Dafür werden Kinos gebaut!
„Upgrade“ - Flotter, smarter Science-Fiction-Pulp in Luxus-Optik
In einer nahen, mit High-Tech vollgestopften Zukunft ist Grey Trace ein klassischer Oldschooler, der dem ganzen Technik-Firlefanz mit größtmöglicher Skepsis gegenübersteht und sich am liebsten in seiner Autowerkstatt die Hände noch so richtig schmutzig macht. Sein neuster Auftrag stammt von Eron Keen, Inhaber des Technologieunternehmens Vessel, doch als Grey und seine Frau Asha das Auto abholen, kommt es auf dem Rückweg zu einem brutalen Überfall, bei dem Asha getötet und Grey querschnittsgelähmt zurückbleibt. Allerdings wird er von Keen kontaktiert, der ihm anbietet eine künstliche Intelligenz namens STEM einzupflanzen, die als Unterstützung des Gehirns dient und wieder für einen vollen Funktionsumfang seines Körpers sorgen soll. Trace willigt ein und muss nicht nur feststellen, dass STEM mit ihm spricht, sondern er von nun an über ungeahnte Kräfte und Fähigkeiten verfügt, was es ihm ermöglicht sich für den Tod seiner Frau zu rächen …

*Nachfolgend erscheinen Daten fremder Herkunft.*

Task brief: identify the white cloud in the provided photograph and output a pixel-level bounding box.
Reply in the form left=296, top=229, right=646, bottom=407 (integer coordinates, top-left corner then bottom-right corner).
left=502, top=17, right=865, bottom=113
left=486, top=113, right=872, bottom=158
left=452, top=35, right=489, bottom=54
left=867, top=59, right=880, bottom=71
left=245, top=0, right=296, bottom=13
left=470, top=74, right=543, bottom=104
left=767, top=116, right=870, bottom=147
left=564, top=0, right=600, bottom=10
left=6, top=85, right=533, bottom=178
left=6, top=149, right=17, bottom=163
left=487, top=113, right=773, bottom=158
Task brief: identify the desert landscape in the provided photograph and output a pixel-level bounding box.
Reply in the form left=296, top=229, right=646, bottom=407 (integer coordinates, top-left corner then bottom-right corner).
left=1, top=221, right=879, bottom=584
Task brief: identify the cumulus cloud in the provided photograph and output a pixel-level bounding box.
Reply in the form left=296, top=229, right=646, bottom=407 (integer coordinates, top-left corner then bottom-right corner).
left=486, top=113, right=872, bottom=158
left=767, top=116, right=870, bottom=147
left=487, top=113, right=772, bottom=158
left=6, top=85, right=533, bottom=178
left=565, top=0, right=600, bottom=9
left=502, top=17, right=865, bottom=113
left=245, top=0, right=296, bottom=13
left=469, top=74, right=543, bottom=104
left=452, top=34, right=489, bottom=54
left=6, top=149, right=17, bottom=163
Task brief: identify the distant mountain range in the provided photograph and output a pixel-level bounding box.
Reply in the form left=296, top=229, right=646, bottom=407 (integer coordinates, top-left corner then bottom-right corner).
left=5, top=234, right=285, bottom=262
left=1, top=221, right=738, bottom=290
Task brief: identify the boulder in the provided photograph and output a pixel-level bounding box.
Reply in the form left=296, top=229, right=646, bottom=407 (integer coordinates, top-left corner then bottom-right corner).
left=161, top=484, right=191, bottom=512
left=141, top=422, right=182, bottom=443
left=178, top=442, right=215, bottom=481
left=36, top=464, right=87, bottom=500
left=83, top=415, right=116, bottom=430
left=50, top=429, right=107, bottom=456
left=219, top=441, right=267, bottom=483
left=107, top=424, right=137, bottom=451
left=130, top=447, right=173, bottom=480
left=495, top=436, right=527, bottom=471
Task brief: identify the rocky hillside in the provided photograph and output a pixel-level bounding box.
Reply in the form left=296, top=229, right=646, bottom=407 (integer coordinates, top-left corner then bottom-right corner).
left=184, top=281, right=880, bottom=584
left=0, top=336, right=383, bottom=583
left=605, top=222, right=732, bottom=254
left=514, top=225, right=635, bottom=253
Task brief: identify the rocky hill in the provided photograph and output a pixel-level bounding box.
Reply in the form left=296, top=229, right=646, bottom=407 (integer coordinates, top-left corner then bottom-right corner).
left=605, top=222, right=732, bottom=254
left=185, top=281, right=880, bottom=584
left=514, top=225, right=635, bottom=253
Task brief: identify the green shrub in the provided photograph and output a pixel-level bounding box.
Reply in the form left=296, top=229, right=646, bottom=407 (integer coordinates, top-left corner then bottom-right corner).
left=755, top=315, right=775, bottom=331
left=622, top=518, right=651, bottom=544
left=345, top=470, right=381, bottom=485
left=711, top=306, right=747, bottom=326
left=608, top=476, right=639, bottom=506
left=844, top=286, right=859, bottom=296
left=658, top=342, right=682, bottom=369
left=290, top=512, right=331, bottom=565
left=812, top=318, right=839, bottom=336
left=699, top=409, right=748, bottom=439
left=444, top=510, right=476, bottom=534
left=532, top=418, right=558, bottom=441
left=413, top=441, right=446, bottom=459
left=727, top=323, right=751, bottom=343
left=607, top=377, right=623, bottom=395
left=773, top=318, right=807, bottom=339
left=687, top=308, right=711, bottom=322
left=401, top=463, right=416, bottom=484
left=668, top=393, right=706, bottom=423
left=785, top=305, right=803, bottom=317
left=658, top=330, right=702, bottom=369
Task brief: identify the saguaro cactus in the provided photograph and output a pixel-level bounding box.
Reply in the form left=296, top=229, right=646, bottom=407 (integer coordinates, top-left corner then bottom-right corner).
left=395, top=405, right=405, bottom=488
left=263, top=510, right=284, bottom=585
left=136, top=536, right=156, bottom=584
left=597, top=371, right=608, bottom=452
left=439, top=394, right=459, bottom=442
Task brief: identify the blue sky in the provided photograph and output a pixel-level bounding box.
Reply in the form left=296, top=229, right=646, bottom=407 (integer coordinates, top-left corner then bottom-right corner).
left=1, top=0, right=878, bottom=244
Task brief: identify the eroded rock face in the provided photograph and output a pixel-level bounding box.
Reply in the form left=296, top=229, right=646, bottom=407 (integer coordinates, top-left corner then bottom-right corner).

Gutes kommt oft unverhofft: Im Zusammenhang mit sehenswerten Filmen kam einem der australische Drehbuchautor und Gelegenheitsregisseur Leigh Whannell bisher nicht unbedingt als Erstes in den Sinn. Sicher der blutige Horrorthriller „Saw“ (2004), der sadistische Gewalt und finale Megaüberraschungstwists zur Mode machte, war halbwegs in Ordnung, aber bereits mit der ersten Fortsetzung purzelte die aktuell achtteilige Reihe ins Bodenlose beziehungsweise veranschaulichte deutlich, was man an den fantasievoll-surrealen, im Vergleich regelrecht avantgardistischen Italo-Splatterepen der frühen 1980er-Jahre eigentlich alles hatte.
Einen ähnlichen Verlauf nahm das „Insidious“-Franchise (2011 - 2018): Start okay, der Rest wurde nur noch durch Auftritte der altehrwürdigen Lin Shaye veredelt. Auch die Arbeiten abseits der beiden Reihen, „Dead Silence“ (2007), „Cooties“ (2014) und „The Mule“ (2014) kamen über gute Einzelmomente nicht wirklich hinaus.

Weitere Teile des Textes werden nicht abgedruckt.